The first is that it was one of the first games to have a level editor, even if it was only in Japan and very limited in practice there. The second is that it has a vague story (there’s minor justifications for you fighting back against an alien invasion in the various track missions) but no ending. The third and most interesting is that the titular rider has been alternately depicted as male and female (the former being in screens showing a helmeted but clearly male figure and the Smash Bros. Melee trophy using ‘he’ while the latter is a female biker in a piece of official art and a woman in the arcade version that’s implied to be a Mac Rider). I guess the different color riders are different people.

Of course, back in the day I remembered the Mach Rider theme as an alternate stage track in Smash Bros. that I loved and nothing else. Which can be said about a lot of things.

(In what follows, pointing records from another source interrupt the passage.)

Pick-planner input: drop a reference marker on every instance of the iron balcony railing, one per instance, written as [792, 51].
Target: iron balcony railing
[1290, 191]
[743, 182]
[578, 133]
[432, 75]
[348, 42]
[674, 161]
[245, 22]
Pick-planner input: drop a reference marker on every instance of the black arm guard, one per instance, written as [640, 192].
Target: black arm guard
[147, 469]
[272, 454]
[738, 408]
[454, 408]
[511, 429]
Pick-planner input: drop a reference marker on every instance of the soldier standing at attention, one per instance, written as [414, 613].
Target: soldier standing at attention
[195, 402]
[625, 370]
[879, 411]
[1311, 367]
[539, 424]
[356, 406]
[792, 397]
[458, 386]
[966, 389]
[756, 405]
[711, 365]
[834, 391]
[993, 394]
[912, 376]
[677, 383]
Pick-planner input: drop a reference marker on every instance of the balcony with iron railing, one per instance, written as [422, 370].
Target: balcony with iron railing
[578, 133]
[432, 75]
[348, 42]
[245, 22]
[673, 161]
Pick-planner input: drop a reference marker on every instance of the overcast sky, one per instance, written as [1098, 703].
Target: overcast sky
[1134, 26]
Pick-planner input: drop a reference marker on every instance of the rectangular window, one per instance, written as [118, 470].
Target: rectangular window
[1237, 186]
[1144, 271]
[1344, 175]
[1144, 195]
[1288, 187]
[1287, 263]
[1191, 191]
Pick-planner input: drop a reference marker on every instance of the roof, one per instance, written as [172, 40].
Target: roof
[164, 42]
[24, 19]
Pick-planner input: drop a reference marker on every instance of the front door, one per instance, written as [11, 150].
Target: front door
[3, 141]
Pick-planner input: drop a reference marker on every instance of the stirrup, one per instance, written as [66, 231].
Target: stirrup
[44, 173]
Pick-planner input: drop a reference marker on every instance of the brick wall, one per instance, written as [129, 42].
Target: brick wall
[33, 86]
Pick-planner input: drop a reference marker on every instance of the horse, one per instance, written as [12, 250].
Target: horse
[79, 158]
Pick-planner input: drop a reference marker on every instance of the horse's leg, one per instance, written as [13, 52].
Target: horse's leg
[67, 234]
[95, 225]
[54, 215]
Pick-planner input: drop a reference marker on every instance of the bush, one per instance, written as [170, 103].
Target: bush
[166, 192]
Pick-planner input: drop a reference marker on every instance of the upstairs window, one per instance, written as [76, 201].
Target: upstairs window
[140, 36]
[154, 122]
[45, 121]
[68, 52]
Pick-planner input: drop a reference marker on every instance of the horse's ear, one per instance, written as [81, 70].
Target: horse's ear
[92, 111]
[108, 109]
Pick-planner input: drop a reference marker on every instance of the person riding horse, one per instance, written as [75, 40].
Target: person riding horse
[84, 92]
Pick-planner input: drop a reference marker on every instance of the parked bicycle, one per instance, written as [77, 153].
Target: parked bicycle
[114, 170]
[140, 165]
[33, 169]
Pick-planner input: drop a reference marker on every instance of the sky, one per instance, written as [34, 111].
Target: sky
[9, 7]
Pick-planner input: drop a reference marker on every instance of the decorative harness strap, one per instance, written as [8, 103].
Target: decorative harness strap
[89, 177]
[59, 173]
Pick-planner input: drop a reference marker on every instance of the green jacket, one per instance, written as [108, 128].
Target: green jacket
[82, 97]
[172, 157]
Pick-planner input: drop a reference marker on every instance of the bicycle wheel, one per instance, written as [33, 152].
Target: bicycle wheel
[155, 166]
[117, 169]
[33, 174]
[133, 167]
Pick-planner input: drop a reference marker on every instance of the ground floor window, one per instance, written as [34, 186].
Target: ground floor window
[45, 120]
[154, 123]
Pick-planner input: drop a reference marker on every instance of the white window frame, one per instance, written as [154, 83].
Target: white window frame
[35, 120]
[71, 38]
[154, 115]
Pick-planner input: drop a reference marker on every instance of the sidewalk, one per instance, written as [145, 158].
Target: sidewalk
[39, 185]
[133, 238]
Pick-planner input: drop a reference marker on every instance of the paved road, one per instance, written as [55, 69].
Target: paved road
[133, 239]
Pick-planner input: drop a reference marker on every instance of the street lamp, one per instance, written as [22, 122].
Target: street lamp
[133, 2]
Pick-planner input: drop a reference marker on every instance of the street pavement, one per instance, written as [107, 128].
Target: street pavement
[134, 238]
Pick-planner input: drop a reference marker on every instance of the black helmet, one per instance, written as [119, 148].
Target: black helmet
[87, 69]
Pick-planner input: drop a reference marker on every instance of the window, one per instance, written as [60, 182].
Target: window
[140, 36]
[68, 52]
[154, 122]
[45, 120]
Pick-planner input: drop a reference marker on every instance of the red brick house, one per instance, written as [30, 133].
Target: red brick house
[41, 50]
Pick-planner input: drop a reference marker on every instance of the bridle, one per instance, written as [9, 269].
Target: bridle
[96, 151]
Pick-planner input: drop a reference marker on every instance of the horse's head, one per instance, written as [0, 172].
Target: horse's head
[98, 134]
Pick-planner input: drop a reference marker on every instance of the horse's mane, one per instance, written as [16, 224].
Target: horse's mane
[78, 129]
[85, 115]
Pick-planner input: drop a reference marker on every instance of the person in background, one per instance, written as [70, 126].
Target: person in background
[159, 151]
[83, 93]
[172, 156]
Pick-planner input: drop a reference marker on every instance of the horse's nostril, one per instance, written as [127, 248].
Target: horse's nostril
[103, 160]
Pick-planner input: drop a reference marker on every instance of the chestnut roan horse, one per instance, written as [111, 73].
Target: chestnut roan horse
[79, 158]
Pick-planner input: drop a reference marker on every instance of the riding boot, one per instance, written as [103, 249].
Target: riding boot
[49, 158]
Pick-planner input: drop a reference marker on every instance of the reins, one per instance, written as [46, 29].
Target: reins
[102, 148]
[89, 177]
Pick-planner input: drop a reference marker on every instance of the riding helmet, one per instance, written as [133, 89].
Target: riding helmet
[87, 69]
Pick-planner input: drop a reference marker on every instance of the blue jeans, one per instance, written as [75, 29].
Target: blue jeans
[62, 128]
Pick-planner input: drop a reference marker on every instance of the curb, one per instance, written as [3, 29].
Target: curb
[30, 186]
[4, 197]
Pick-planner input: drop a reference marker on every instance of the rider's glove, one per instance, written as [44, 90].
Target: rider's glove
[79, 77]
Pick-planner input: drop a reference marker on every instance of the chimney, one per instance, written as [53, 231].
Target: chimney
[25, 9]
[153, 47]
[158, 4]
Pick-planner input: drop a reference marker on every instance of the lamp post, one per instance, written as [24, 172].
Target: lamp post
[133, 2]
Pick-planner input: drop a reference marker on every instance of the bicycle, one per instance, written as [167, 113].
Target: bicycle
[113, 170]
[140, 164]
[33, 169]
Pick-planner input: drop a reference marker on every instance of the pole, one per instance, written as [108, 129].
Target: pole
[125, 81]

Defending Slightly Different Names

I heard a complaint in a review that character names were just like real ones only changed slightly. However, I disagree. Slight changes from real historical names are actually realistic. Look at all the variants of John, Juan, Jan, Jean, Johann, etc…, which goes back to the Hebrew/Greek Biblical roots of it. So far from being bad, I think it’s a good way to make the characters distinct and at the same time relatable/understandable.

Wither GTA?

With the official trailer for the next Duke Nukem Forever Grand Theft Auto 6 finally being out and the game having a vague ‘sometime next year’ release date as of this post, I’m reflecting on how uh, “meh” a lot of people are about it. Since it’s been over a literal decade since the release of the previous installment, which is about as much time between GTA III and V. Back in the day, when we had to walk uphill both ways, for people’s consensus to be “ok, something to look out for” at best and dread at worst would be as unthinkable as the Cubs winning the World Series. But here we are.

So what happened?

  1. Diminishing returns in graphics making it harder to razzle-dazzle people with its visual brilliance.
  2. A decade of both seeing the issues in the series and seeing more open world games to the point where it’s arguably played out.
  3. GTA Online, a monkeys paw that brought Rockstar piles of money at the expense of reputation. GTA V was able to continue getting griefers and Xbox Live Kids to buy shinier and shinier gimzos with real money, at the same time making it a joke to everyone else. And not the good kind.
  4. The issue of what tone to adopt, where a mixture of blended ChatGPT-made (ok, I might be a little hard on the AI) scrambled crime drama mixed with juvenile ‘shocking’ Bart Simpson meets Dennis Rodman antics that were a little edgy in 2001 that the series previous had has aged horribly…. but with reasonable confidence that what’s left of Rockstar might not be able to do something differently better.

I still think it’ll be playable, make a gargantuan amount of money, and look good. But the old-time hype is just gone.